Most residents of Pantelhó are indigenous poor, many of them affiliated with Las Abejas or the Zapatistas. The entire population of the town lives below the poverty line, and more than half live in extreme poverty. It is largely the indigenous poor who have been the victims of Herrera violence.

In June 2021 a group of Pantelhó residents petitioned state authorities to do something about the Herreras’ choke hold and enlisted Simón Pedro Pérez López, the Las Abejas board member, to help. Pérez López drafted a letter documenting a recent series of Pantelhó murders and delivered it discreetly to Chiapas state authorities. Nonetheless, word got out, and sicarios found Pérez López in the Simojovel market with his young son. They executed Pérez López with a shot to the head.

That murder may have been a step too far for Los Herrera. For the region’s indigenous poor, and for the pueblo creyente in particular, Pérez López was an important moral leader. In early July, two days after Pérez López was killed, dozens of heavily armed, balaclava-clad men occupied the Pantelhó town center. They announced themselves as El Machete, an autodefensa (“self-defense”) organization representing the villages of Pantelhó. In a statement to the press, they said they would no longer tolerate drug traffickers, sicarios, or narco-politicians. They wanted an end to land invasions, seizures of communal property, criminal impunity, and the repression of indigenous people.

Three weeks later El Machete returned to Pantelhó to round up twenty-one people whom they accused of being Herrera assassins, including five members of the Herrera family. They burned down their houses, handcuffed the accused to a kiosk in the middle of the town square, and explained that because Chiapas authorities had refused to protect Pantelhó’s residents, they would do it themselves. El Machete then loaded their captives into pickup trucks and hauled them to the nearby hamlet of San José Buenavista Tercero, where they were subjected to a public inquisition. Three people in the group were found innocent or were otherwise released. The other eighteen—including the five Herreras—were disappeared.

When, after the disappearances, El Machete appeared before the press, Padre Marcelo appeared with them. He had always counseled nonviolent resolutions, and to many viewers his presence signified his desire to mediate differences in the region. At one point a journalist asked a Machete spokesperson about the missing people, and Padre Marcelo looked visibly distressed. That footage was enough for Los Herrera to persuade the Chiapas attorney general’s office to issue an arrest warrant for Padre Marcelo. But the attorney general’s office never executed the warrant, possibly because they knew of Padre Marcelo’s advocacy of nonviolence, possibly because he had not been at the inquisition.

Immediately after the disappearances, the Herreras formed their own autodefensa unit, called the Indigenous Civil Army, and struck back, leaving central Pantelhó a ghost town, with municipal buildings pockmarked by bullet holes. Since then violence has spread into adjacent Chenalhó. Dozens have been killed, and 3,400 additional people have been displaced.

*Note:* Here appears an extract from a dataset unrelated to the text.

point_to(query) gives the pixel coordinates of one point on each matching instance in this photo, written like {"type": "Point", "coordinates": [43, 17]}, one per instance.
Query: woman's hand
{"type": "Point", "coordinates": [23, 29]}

In June 2024, owing to this surge in violence, the Mexican government postponed Pantelhó’s municipal elections. They did so again in August. But on September 30, in the final hours before the terms of all Chiapas legislators ended, a small group of representatives unilaterally appointed a Los Herrera slate to head an interim Pantelhó government. That decision has been challenged in federal court, and a new election has once again been scheduled. But the interim government arrived in office just in time to take control of the 18-million-peso budget at the beginning of October.

Three years earlier, out of concern for Marcelo’s safety, the diocese had transferred him back to San Cristóbal. He was made priest of the parish of Guadalupe, which includes the church in Cuxtitali, and became the head of San Cristóbal’s diocesan social ministry. The size of his demonstrations continued to grow, culminating in the 30,000-person peace march in September, which for the first time included Chiapas’s two other dioceses.

Still, despite his successes in San Cristóbal and the rapid growth of his movement, by all accounts Padre Marcelo remained haunted by his failure to stop the escalating violence in and around Pantelhó. After the elections at the end of September, the incoming governor briefly used Padre Marcelo as a mediator—and then, according to security sources, abruptly cut him off. After years of threats to his life, in 2016 the Inter-American Commission on Human Rights (a branch of the Organization of American States) had ordered Mexico, a member state, to provide him with security, but he put his principles ahead of his life and refused bodyguards. “It’s against the Gospel for someone to die in order for me to live,” he told a journalist. He was murdered not long after.

Within days Chiapas authorities had arrested the suspected hit man, a small-time narcotics dealer known as El Kalimba or El Rey de Cristal. He was confined to El Amate, a maximum-security prison in Chiapas. But in late November a Chiapas radio reporter noted that El Kalimba and a carload of his relatives had been kidnapped by unknown parties while driving outside the prison. No explanation was offered by the authorities.

El Kalimba was rearrested by municipal police in San Cristóbal in March. After Padre Marcelo’s assassination, President Sheinbaum had promised a federal investigation without impunity. (According to the think tank México Evalúa, more than 93 percent of investigated crimes in Mexico go unpunished.) However, after nine months, the case appears stalled, and impunity’s reign seems likely to continue.

Padre Marcelo’s death shows the residents of Chiapas just how close they are to the political edge. Before Donald Trump’s reelection, the going rate to be smuggled to the United States, an immigration expert at a Mexican university told me, was $15,000. For an indigenous man, coming up with that kind of money typically involves not just borrowing from relatives but taking out loans at usurious interest rates and putting up land, a house, cars, and anything else as collateral. Those who successfully reach the US are able to send home otherwise unimaginable sums of money. Last year close to $1 billion flowed from the US to San Cristóbal, making it the leading Mexican city for remittances.

Trump’s promise to deport millions of undocumented migrants to Mexico is profoundly destabilizing. As of late April more than 3,500 had already been dumped at an airport in Tapachula by planes operated by GlobalX Airlines, the same mysterious charter service that flew Venezuelan immigrants to El Salvador in March even after a judge ordered an injunction against the deportations. If thousands of additional migrants are forced to return to Chiapas, Gabriela Coutiño, the Chiapas correspondent for Proceso, told me, it would be catastrophic. “Most communities in Chiapas barely have basic services for the existing population, let alone jobs or work guarantees,” she said.

If, in addition, the migrants entering Mexico from the south—over the Guatemala border—were no longer just passing through, but rather were also forced to stay, it would be a perfect storm…. They would have to join the cartels to survive.

For decades Padre Marcelo was perhaps the most outspoken political dissident in one of Mexico’s most vexed regions. When pushing for solutions, he could even be defiant. Privately, however, he was fearful. In the weeks before his assassination, according to the reporter Pablo Ferri, he called close friends and wept. His assistant at Iglesia de Guadalupe told me that he listened obsessively to a ballad called “El martes me fusilan” (“On Tuesday They’ll Shoot Me”), about a Catholic killed for his faith. “They will kill my useless body,” goes the song, “but never, never, my soul.”